Each and every time, as we drove to the bank, Dad would look
at me hopefully. "Those coins are going to keep you out of the
textile mill, son. You're going to do better than me. This old mill
town's not going to hold you back."
Also, each and every time, as he slid the box of rolled coins
across the counter at the bank toward the cashier, he would
grin proudly. "These are for my son's college fund. He'll never
work at the mill all his life like me." We would always celebrate
each deposit by stopping for an ice cream cone.
I always got chocolate. Dad always got vanilla. When the clerk
at the ice cream parlor handed Dad his change, he would show
me the few coins nestled in his palm. "When we get home, we'll
start filling the jar again." He always let me drop the first coins
into the empty jar. As they rattled around with a brief, happy
jingle, we grinned at each other. "You'll get to college on
pennies, nickels, dimes and quarters," he said. "But you'll get
there. I'll see to that."
The years passed, and I finished college and took a
job in another town. Once, while visiting my parents, I used the
phone in their bedroom, and noticed that the pickle jar was
gone. It had served its purpose and had been removed. A lump
rose in my throat as I stared at the spot beside the dresser
where the jar had always stood. My dad was a man
of few words, and never lectured me on the values of
determination, perseverance, and faith. The pickle jar had
taught me all these virtues far more eloquently than the
most flowery of words could have done.
When I married, I told my wife Susan about the significant part
the lowly pickle jar had played in my life as a boy. In my
mind, it defined, more than anything else, how much my dad
had loved me. No matter how rough things got at home, Dad
continued to doggedly drop his coins into the jar. Even the
summer when Dad got laid off from the mill, and Mama had to
serve dried beans several times a week, not a single dime was
taken from the jar. To the contrary, as Dad looked across the
table at me, pouring catsup over my beans to make them more
palatable, he became more determined than ever to make a
way out for me. "When you finish college, Son," he told me, his
eyes glistening, You'll never have to eat beans again . . . unless
you want to."
The first Christmas after our daughter Jessica was born, we
spent the holiday with my parents. After dinner, Mom and Dad
sat next to each other on the sofa, taking turns cuddling their
first grandchild. Jessica began to whimper softly, and Susan
took her from Dad's arms.
"She probably needs to be changed, " she said, carrying the
baby into my parents' bedroom to diaper her. When Susan came
back into the living room, there was a strange mist in her eyes.

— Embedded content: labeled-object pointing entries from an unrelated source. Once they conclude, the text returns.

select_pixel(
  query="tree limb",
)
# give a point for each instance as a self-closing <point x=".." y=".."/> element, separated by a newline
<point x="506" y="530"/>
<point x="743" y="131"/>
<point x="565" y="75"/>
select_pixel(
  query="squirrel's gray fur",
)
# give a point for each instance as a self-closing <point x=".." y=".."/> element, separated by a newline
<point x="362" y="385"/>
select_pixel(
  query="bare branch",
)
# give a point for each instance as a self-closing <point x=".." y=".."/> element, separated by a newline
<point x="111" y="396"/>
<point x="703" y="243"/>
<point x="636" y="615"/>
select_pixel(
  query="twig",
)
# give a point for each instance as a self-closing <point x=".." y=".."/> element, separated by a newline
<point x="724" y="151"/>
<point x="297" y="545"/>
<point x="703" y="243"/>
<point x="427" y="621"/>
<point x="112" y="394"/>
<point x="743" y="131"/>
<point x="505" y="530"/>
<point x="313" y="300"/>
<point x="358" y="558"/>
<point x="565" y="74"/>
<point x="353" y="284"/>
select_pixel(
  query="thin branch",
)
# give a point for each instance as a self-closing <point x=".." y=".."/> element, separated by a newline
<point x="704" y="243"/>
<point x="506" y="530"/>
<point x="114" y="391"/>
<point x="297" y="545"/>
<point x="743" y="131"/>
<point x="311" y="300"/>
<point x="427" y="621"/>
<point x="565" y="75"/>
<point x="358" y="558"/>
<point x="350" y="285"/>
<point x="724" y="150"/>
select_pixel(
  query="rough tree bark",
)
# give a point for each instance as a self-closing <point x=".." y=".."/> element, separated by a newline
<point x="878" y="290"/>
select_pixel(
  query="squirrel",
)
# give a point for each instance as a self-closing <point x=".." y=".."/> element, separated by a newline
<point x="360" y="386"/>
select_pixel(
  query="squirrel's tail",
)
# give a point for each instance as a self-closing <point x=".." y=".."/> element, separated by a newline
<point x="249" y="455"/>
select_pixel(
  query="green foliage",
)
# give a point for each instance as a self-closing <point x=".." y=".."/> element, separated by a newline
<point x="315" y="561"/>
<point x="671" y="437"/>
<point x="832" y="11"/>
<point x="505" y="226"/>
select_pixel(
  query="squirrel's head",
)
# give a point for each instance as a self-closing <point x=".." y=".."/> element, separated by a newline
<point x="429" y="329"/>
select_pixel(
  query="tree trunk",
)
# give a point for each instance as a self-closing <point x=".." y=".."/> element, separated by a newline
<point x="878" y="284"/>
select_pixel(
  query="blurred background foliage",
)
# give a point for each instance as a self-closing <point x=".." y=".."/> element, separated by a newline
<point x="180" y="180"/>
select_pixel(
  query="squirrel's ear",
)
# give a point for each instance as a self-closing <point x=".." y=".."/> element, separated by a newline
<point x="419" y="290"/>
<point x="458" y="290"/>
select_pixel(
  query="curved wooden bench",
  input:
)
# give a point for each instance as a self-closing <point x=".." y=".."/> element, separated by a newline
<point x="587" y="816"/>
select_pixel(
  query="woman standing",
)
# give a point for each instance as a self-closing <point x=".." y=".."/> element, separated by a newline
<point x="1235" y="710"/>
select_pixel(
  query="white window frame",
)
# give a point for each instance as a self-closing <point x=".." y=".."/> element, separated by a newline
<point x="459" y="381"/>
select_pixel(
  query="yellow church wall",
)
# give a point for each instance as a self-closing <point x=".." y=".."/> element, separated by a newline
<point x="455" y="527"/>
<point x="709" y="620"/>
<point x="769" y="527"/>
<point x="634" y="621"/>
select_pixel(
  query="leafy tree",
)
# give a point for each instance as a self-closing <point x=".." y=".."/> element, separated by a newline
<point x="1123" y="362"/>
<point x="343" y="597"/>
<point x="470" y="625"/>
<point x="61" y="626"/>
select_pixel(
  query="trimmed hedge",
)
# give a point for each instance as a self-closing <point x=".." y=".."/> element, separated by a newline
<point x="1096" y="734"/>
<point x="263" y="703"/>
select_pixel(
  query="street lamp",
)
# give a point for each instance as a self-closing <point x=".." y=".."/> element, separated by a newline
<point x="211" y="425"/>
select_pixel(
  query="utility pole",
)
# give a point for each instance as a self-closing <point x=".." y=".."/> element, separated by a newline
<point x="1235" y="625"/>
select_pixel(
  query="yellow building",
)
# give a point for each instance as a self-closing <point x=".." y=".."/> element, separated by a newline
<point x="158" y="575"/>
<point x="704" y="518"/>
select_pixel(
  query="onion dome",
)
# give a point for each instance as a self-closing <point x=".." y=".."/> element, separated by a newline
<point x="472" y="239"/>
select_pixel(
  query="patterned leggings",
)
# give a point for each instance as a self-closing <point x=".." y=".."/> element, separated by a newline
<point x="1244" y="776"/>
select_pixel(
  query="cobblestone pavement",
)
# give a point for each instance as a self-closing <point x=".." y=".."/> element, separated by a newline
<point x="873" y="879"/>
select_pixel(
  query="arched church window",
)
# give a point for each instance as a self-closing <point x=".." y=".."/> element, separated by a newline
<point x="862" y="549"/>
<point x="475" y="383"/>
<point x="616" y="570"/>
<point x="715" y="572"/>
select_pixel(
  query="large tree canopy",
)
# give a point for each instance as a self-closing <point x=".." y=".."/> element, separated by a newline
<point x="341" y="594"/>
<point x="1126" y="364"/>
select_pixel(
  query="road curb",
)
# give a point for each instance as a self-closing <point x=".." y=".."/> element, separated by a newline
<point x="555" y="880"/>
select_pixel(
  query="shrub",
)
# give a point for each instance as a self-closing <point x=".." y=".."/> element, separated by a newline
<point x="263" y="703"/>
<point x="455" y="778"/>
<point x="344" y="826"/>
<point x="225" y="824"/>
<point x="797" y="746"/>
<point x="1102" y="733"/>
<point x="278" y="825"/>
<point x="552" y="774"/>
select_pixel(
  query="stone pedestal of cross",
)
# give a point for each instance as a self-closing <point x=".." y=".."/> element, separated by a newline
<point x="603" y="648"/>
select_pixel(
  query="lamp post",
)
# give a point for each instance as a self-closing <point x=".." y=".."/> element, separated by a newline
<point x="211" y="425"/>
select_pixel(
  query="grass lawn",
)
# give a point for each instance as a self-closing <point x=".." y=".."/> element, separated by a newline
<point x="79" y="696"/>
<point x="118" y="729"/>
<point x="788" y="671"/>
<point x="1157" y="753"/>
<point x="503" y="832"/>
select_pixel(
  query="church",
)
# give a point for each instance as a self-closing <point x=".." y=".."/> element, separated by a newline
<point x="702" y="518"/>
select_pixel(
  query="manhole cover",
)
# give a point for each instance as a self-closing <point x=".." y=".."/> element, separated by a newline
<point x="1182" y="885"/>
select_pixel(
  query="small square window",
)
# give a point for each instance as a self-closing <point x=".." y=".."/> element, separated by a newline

She handed Jessica back to Dad before taking my hand and
leading me into the room. "Look," she said softly, her eyes
directing me to a spot on the floor beside the dresser. To my
amazement, there, as if it had never been removed, stood
the old pickle jar, the bottom already covered with coins. I
walked over to the pickle jar, dug down into my pocket, and
pulled out a fistful of coins. With a gamut of emotions choking
me, I dropped the coins into the jar. I looked up and saw that
Dad, carrying Jessica, had slipped quietly into the room. Our
eyes locked, and I knew he was feeling the same emotions I felt.
Neither one of us could speak.
This truly touched my heart... I know it
has yours as well. Sometimes we are so busy adding up our
troubles that we forget to count our blessings. Sorrow looks
back. Worry looks around. Faith looks UP!